For me one of the highlights of the IntraTeam 18 Event was listening to James Robertson (Step Two) talking about the Digital Employee Experience (DEX). As James highlighted, organisations spend a significant amount of time and money working on a customer digital experience but pay little attention to digital experience of employees. The recent publication of a report entitled The Digital Workplace Skills Framework by Elizabeth Marsh (Digital Work Research) is therefore very timely indeed. Elizabeth worked for Reuters and T-Mobile as an intranet manager, and then moved to the Digital Workplace Group as Director of Research. This report is the outcome of taking time out to gain an MSc in Psychology. As a result the 37 page report is an astute blend of practitioner experience and academic rigour.

The report begins with a consideration of digital literacy, a concept that dates back to the 1990s. As a note in passing, the associated term of “information literacy” was coined by a good friend of mine, Paul Zurkowski, back in 1974. There are many definitions of digital literacy. Elizabeth has chosen “Digital literacy is the awareness, attitude and ability of individuals to appropriately use digital tools and facilities.”

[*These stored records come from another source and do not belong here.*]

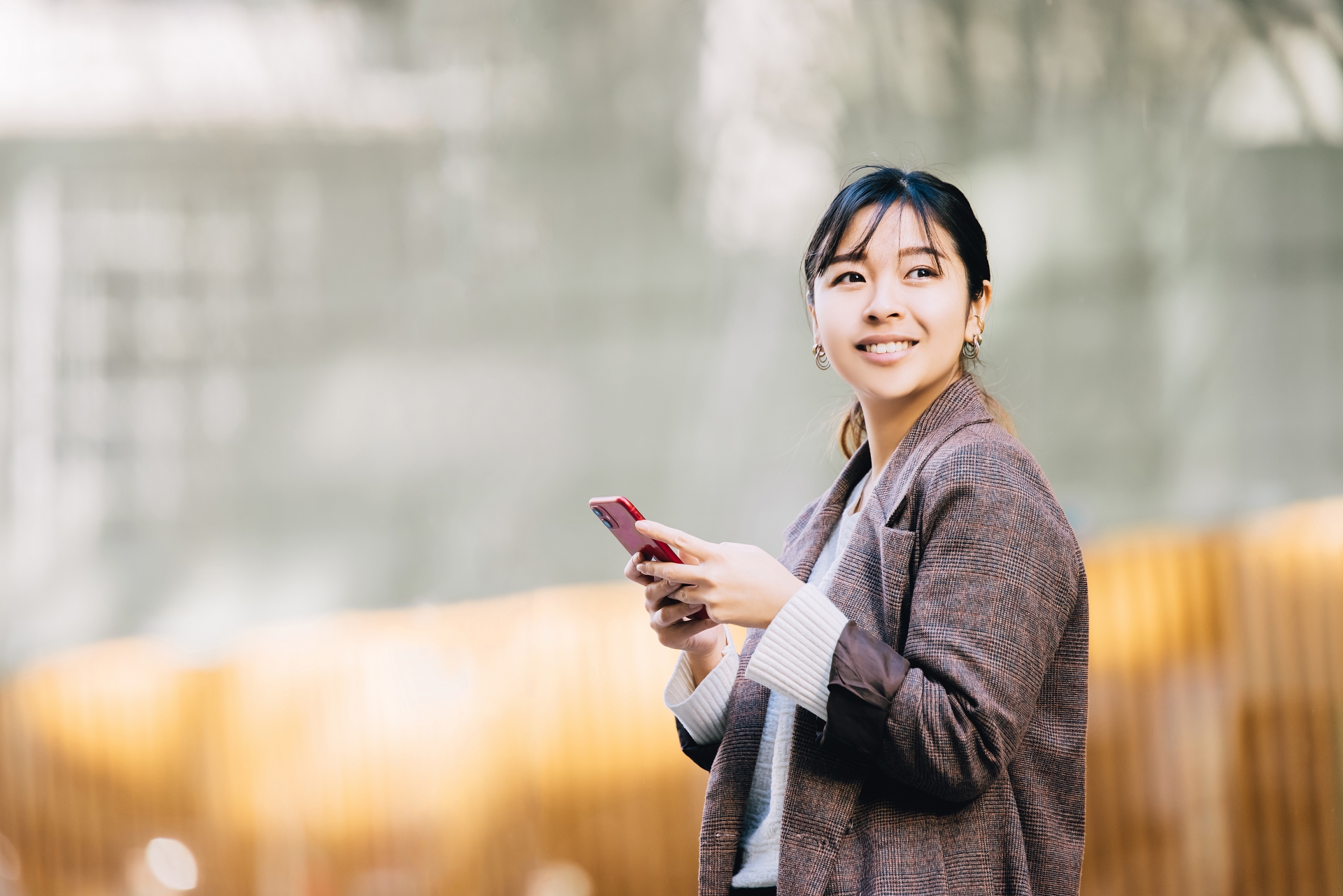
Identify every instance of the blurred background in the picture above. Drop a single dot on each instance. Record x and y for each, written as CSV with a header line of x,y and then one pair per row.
x,y
321,321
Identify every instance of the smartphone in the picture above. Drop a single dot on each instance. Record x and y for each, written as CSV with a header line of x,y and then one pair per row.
x,y
620,516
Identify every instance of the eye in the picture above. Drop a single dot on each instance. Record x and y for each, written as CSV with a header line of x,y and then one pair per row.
x,y
848,277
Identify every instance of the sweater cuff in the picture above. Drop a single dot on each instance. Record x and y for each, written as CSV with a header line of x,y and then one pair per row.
x,y
867,675
703,711
795,655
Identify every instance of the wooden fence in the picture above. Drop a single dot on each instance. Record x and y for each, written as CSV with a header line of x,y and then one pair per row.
x,y
520,747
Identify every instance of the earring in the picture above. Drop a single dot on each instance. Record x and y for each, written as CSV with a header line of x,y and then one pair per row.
x,y
970,348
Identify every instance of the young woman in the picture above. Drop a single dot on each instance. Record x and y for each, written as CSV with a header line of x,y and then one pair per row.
x,y
908,713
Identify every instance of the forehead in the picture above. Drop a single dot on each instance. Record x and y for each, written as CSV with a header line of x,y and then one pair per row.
x,y
900,227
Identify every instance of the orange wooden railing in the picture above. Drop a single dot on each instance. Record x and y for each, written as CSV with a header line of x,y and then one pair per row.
x,y
520,746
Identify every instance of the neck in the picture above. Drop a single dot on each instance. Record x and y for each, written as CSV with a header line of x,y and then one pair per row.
x,y
890,420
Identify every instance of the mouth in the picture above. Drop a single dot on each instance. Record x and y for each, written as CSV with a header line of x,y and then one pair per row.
x,y
896,347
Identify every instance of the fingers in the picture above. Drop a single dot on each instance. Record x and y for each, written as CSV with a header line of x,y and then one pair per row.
x,y
673,614
632,571
680,573
680,541
657,591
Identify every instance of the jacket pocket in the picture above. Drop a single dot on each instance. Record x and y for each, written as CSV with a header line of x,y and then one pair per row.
x,y
897,551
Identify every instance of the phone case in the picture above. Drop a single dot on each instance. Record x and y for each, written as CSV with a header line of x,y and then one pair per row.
x,y
620,515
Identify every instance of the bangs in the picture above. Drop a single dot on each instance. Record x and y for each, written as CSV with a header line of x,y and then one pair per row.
x,y
880,190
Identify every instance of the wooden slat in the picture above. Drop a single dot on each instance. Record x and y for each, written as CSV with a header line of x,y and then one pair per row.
x,y
469,748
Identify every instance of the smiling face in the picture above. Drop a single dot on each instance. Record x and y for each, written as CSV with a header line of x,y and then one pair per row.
x,y
893,316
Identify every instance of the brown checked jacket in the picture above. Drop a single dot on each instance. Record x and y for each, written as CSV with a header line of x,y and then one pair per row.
x,y
953,760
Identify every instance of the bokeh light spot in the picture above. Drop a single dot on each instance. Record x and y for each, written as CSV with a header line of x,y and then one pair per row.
x,y
171,862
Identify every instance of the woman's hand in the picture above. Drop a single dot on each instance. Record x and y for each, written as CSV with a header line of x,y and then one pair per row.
x,y
738,583
703,640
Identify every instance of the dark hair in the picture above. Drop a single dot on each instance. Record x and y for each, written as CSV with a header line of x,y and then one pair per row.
x,y
938,204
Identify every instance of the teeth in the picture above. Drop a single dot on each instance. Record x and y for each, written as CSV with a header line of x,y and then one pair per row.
x,y
888,348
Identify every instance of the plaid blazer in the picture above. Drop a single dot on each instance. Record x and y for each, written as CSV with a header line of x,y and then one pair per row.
x,y
963,564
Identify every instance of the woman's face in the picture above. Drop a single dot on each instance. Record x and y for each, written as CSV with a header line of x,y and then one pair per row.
x,y
892,324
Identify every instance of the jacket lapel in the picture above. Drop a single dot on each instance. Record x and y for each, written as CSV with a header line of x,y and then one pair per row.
x,y
817,523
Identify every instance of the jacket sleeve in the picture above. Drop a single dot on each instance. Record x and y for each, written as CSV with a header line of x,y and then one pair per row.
x,y
997,581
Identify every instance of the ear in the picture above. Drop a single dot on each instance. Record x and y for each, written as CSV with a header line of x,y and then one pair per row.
x,y
978,309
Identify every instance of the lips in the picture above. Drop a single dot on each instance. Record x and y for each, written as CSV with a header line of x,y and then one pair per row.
x,y
887,348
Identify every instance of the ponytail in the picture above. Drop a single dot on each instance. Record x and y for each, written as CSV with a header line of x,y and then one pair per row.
x,y
853,427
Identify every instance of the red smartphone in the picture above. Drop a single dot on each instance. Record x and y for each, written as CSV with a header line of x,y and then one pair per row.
x,y
620,516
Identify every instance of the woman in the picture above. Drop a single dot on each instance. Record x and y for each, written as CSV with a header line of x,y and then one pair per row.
x,y
908,712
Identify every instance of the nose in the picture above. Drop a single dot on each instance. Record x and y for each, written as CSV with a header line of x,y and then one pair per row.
x,y
886,303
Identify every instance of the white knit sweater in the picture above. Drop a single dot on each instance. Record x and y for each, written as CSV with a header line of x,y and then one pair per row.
x,y
793,660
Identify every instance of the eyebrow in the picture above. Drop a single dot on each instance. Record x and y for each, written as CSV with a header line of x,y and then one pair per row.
x,y
909,250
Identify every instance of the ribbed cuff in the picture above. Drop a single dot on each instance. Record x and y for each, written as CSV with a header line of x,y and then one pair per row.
x,y
798,648
703,711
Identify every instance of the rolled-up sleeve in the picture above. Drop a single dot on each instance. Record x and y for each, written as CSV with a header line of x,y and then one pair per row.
x,y
797,652
864,678
703,711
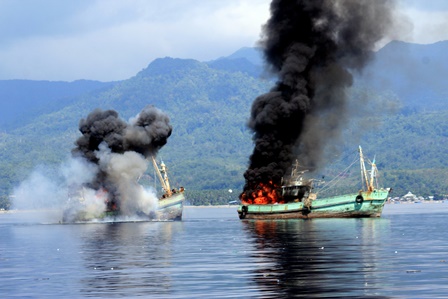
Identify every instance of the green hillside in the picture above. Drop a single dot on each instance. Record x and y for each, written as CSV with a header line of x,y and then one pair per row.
x,y
208,105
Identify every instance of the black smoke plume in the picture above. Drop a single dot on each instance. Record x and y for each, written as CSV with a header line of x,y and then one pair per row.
x,y
311,45
105,132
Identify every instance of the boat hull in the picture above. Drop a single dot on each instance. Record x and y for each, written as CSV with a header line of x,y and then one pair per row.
x,y
346,206
169,209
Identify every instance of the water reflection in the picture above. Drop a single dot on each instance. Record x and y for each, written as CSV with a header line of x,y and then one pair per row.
x,y
318,258
128,258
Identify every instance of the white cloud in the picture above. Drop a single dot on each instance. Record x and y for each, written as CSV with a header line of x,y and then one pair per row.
x,y
114,39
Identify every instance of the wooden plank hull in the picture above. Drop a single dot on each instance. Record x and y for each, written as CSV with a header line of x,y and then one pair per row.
x,y
169,209
345,206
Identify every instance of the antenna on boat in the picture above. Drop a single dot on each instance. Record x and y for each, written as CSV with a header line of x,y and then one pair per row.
x,y
364,177
163,179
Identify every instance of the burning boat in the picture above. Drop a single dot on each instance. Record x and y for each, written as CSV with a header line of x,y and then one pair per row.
x,y
168,208
296,199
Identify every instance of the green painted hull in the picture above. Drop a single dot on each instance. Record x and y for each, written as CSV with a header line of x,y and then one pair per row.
x,y
344,206
169,209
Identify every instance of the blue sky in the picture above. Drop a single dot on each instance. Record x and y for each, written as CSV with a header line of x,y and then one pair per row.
x,y
106,40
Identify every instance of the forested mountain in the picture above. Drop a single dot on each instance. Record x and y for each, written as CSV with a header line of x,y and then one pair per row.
x,y
209,103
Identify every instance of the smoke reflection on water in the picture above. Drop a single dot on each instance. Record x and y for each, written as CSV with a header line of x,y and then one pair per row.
x,y
120,262
324,258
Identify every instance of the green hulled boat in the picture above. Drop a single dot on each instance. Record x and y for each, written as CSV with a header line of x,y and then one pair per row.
x,y
169,206
299,201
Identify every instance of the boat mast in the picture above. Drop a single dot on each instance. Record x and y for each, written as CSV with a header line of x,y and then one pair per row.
x,y
372,174
363,169
163,179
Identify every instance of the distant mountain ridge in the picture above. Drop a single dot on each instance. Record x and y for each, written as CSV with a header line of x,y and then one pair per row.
x,y
21,100
209,104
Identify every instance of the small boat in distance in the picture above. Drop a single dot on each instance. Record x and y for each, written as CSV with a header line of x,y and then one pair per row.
x,y
169,206
299,201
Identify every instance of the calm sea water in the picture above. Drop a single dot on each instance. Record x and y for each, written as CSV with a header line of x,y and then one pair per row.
x,y
212,254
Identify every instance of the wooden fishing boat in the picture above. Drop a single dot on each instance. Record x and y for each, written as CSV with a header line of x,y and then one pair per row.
x,y
169,207
300,201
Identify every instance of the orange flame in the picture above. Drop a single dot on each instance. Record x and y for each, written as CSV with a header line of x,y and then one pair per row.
x,y
264,193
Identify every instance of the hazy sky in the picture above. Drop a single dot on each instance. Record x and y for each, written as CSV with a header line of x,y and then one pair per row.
x,y
110,40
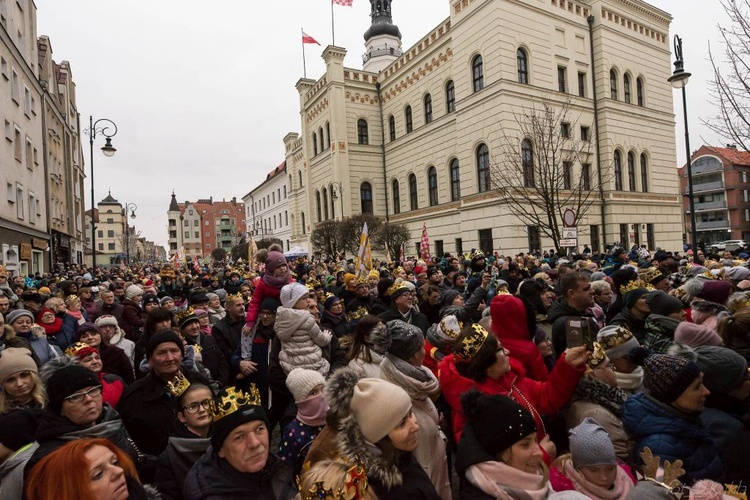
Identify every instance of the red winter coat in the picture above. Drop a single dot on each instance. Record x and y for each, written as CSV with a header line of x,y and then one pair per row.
x,y
509,326
545,398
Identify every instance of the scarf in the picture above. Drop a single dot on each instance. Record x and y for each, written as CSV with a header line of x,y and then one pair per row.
x,y
619,490
52,328
276,281
418,382
596,391
502,481
630,381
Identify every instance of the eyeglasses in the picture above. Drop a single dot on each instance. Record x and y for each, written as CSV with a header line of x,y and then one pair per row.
x,y
194,407
79,397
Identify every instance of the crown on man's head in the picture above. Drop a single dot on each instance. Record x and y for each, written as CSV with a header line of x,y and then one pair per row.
x,y
233,399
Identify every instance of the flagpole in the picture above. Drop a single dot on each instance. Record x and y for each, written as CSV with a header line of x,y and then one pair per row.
x,y
304,62
333,30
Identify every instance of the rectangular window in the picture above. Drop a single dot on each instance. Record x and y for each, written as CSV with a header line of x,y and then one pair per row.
x,y
561,86
565,129
439,248
485,240
651,236
585,133
581,84
594,237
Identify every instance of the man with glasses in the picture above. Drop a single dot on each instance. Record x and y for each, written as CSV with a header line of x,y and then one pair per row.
x,y
75,410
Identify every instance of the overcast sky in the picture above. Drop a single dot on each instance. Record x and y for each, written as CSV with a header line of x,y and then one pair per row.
x,y
203,91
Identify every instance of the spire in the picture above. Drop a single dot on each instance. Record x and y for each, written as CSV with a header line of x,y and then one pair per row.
x,y
173,206
382,39
382,20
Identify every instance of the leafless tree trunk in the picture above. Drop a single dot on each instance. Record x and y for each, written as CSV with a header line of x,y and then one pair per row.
x,y
545,169
730,89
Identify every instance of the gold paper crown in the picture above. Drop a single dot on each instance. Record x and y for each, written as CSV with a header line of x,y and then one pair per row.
x,y
179,385
622,335
597,357
232,399
394,287
73,349
634,285
470,345
184,314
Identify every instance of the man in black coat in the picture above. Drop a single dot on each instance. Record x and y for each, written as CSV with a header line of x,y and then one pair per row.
x,y
212,358
148,407
402,300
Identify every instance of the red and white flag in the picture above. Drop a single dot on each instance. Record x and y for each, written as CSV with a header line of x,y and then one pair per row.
x,y
308,39
424,245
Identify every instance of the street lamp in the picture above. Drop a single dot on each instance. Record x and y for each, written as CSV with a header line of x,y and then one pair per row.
x,y
129,207
336,193
108,151
679,80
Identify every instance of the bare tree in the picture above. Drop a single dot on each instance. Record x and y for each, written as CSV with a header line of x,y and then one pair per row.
x,y
392,236
543,170
730,89
325,237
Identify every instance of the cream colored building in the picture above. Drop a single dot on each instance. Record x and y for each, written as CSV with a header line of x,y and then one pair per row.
x,y
409,139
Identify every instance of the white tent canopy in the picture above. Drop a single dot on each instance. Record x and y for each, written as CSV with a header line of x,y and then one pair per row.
x,y
296,252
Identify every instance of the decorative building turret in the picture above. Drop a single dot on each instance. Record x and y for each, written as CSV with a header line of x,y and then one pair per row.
x,y
382,39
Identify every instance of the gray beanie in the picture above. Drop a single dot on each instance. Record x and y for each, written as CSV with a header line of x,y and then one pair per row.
x,y
18,313
590,445
723,369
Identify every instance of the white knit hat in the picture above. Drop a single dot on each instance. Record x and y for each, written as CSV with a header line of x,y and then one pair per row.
x,y
291,293
300,382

The four segments of her digital workplace framework are Using the Digital Workplace, Process and Apply (which includes discovery), Create and Connect and Think and Adapt. Each of these has four facets. As an example, Process and Apply has the facets of Access, Evaluate, Assimilate and Apply. Elizabeth provides a very clear commentary on each of the sixteen facets, and in doing so highlights the complexities of ensuring that employees have an appropriate range of digital literacy tools for the roles they are being asked to undertake. An especially valuable feature is a set of questions for each facet that can be used to assess skills levels. To take the Access level as an example

  • I find it difficult to formulate a search query on the intranet.
  • I am able to identify the information I need in the digital workplace to do my job.
  • I can easily find experts to answer questions in the digital workplace.
  • Finding the information I need to do my job involves a lot of wasted time.

The report concludes with a very useful list of references to research papers and books on digital literacy models and on related topics. When you look at the citations the range of journals that see digital literacy as an element of their scope is very wide indeed.

This is a very well researched and presented report. The clarity of the writing makes the topic very accessible and the high production quality means that you could send it to the most senior management level in your organisation with the confidence that they will open it, read it, and hopefully discuss it. Too much of the hype about digital workplaces focuses on adoption levels of the technology. This report makes it clear that the level of active adoption is explicitly linked to the digital literacy skills of those who need to use the technology. An initial read of this free report will take you no more than a cup of coffee. Then I guarantee you will go back to the beginning and read through again much more slowly and with an increasing realization of the work that lies ahead for your organisation if it is to achieve its vision for a digital workplace that engages and empowers your employees.